Why bulk.run exists
AI is good at reasoning.
Computers are good at structure.
What's missing is a reliable way to apply one to the other.
Today, AI mostly runs:
- one prompt at a time
- inside chats
- behind opaque workflows
But real work doesn't happen in prompts.
It happens in datasets.
Spreadsheets. Tables. Lists. Logs.
At scale, everything becomes rows.
The gap
When people try to apply AI to real datasets today, they end up with:
- copy-paste loops
- brittle workflow graphs
- hidden logic
- outputs that can't be reproduced
These systems are impressive to demo and painful to maintain.
They optimize for interaction, not execution.
The missing primitive
What's missing is a simple execution layer:
- take a dataset
- define a transformation or enrichment
- run it deterministically per row
- return structured results
No workflows.
No hidden state.
No ceremony.
Just jobs that run and finish.
What bulk.run is
bulk.run is the execution layer for LLMs on tabular data.
It treats datasets as the unit of work.
You give it:
- structured input
- an explicit operation
- optional external data (web search, context)
It gives you:
- predictable outputs
- repeatable runs
- data you can reuse and share
CSV is the first interface.
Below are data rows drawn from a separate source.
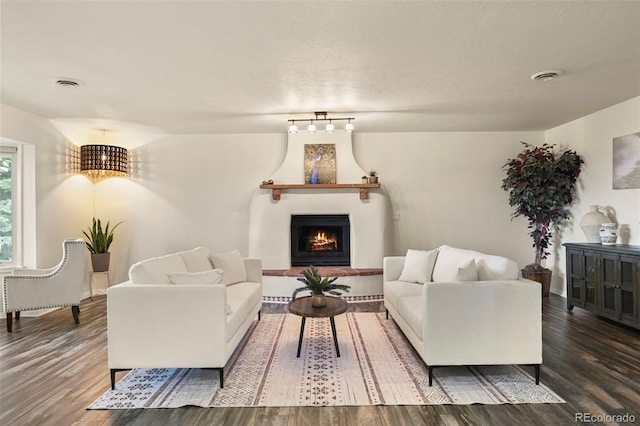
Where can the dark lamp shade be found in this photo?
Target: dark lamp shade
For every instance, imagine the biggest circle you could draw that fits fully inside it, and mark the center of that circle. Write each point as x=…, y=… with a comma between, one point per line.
x=103, y=160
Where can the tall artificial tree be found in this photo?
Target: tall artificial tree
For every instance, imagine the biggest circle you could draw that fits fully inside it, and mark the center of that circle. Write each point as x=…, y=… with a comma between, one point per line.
x=541, y=182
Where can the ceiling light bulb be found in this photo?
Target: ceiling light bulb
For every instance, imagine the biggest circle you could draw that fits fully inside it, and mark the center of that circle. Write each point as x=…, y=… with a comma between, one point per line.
x=348, y=127
x=546, y=75
x=330, y=127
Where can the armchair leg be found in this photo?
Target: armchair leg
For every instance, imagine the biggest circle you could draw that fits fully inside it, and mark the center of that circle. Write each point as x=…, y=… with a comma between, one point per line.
x=75, y=310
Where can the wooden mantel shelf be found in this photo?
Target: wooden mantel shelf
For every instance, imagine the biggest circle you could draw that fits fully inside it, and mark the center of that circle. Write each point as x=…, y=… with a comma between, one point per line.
x=276, y=189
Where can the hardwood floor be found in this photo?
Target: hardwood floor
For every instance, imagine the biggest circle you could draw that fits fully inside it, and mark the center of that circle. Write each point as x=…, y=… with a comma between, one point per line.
x=51, y=370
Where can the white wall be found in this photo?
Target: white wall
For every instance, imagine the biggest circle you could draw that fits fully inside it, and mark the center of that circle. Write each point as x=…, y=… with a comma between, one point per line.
x=445, y=189
x=62, y=199
x=592, y=137
x=187, y=191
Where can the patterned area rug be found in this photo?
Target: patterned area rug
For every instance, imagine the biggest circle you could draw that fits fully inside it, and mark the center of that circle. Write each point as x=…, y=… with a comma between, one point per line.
x=377, y=366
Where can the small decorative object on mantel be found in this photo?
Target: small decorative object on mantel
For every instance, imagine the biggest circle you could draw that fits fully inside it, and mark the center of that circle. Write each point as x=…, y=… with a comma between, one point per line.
x=98, y=242
x=318, y=286
x=609, y=233
x=373, y=176
x=592, y=221
x=541, y=183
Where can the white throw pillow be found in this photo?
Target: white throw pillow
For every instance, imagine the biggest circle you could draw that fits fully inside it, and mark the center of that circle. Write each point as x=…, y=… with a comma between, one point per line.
x=212, y=276
x=232, y=265
x=196, y=260
x=418, y=266
x=467, y=271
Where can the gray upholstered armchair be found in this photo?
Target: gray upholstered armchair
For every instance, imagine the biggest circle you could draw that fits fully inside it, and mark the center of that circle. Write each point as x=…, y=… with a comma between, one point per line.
x=29, y=289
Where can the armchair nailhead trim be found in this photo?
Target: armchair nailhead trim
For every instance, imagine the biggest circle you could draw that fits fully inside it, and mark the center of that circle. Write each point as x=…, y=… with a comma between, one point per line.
x=65, y=259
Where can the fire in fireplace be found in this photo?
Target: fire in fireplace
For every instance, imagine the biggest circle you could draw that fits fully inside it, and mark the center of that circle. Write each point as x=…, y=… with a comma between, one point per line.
x=320, y=240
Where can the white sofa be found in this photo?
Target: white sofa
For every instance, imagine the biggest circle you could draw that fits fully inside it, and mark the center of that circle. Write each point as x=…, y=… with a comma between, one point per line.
x=461, y=307
x=185, y=310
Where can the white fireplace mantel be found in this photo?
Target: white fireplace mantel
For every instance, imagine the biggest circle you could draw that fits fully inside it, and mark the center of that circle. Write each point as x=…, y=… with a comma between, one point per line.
x=270, y=220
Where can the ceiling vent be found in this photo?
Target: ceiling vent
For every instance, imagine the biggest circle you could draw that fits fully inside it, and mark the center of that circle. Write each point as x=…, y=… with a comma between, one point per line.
x=67, y=82
x=546, y=75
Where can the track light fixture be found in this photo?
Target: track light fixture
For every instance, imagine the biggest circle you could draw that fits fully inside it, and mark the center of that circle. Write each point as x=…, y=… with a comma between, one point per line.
x=321, y=116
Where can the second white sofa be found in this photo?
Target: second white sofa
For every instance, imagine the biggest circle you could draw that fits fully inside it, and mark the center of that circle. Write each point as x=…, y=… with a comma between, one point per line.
x=185, y=310
x=461, y=307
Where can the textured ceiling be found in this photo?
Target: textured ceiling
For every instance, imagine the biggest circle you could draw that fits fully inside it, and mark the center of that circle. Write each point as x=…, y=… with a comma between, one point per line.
x=247, y=67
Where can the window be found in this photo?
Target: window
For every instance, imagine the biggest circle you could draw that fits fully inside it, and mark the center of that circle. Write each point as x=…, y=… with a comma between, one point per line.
x=9, y=206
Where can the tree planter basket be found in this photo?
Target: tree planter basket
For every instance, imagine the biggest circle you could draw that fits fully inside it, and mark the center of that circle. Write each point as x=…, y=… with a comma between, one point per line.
x=100, y=261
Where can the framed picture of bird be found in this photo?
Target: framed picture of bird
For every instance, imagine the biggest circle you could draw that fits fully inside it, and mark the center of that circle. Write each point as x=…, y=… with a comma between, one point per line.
x=319, y=163
x=626, y=161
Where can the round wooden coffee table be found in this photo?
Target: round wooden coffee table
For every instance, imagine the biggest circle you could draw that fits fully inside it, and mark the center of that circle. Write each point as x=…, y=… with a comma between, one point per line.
x=302, y=307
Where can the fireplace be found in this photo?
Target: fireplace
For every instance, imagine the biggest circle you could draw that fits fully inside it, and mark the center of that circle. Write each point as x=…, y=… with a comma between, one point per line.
x=320, y=240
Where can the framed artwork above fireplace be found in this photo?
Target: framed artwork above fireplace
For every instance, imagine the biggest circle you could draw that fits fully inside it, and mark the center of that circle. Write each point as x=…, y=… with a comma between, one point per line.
x=319, y=163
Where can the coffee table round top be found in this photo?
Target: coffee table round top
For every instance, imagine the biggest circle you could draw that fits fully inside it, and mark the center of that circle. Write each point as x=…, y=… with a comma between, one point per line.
x=302, y=306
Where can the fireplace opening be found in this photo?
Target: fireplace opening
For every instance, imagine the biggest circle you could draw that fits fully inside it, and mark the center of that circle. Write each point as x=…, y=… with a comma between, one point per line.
x=320, y=240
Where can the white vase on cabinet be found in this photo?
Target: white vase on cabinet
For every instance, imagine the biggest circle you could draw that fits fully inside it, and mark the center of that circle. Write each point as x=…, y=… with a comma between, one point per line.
x=591, y=223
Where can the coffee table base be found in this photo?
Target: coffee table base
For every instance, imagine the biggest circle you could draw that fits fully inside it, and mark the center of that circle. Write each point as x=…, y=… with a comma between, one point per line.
x=333, y=331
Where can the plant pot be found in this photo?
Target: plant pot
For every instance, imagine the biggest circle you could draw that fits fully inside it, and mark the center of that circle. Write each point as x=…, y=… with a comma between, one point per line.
x=318, y=300
x=100, y=261
x=543, y=277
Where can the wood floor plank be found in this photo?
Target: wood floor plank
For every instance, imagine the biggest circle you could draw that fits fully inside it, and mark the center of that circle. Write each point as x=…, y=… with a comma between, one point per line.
x=52, y=369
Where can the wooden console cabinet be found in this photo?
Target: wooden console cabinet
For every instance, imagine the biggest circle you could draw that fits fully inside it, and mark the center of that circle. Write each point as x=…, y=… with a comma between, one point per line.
x=604, y=280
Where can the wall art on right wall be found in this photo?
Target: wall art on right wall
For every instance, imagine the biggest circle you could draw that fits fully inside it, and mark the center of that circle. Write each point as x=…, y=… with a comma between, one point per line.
x=626, y=161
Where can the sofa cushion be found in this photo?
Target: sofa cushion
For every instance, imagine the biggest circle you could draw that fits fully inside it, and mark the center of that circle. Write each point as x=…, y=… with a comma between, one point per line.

Not the point.
The three non-negotiables
A true execution layer has three requirements:
1. Reliability
Structured outputs. Validation. Automatic retries. When something fails, it fails loudly—no silent errors.
2. Traceability
Know exactly how each cell was produced: which model, which prompt, which sources, when it ran.
3. Composability
Works with anything. CSV today. Sheets, Airtable, Notion tomorrow. API and SDK so other products can call it.
Build those three, and you stop being "a tool." You become infrastructure.
How we think about this long-term
We're not building an app.
We're building infrastructure.
That means:
- behavior over magic
- consistency over cleverness
- formats that can be shared
- execution you can trust
Some parts will be hosted.
Some parts will be open.
What matters is that the primitive exists.
bulk.run exists because AI needs to work on the real world—not just talk about it.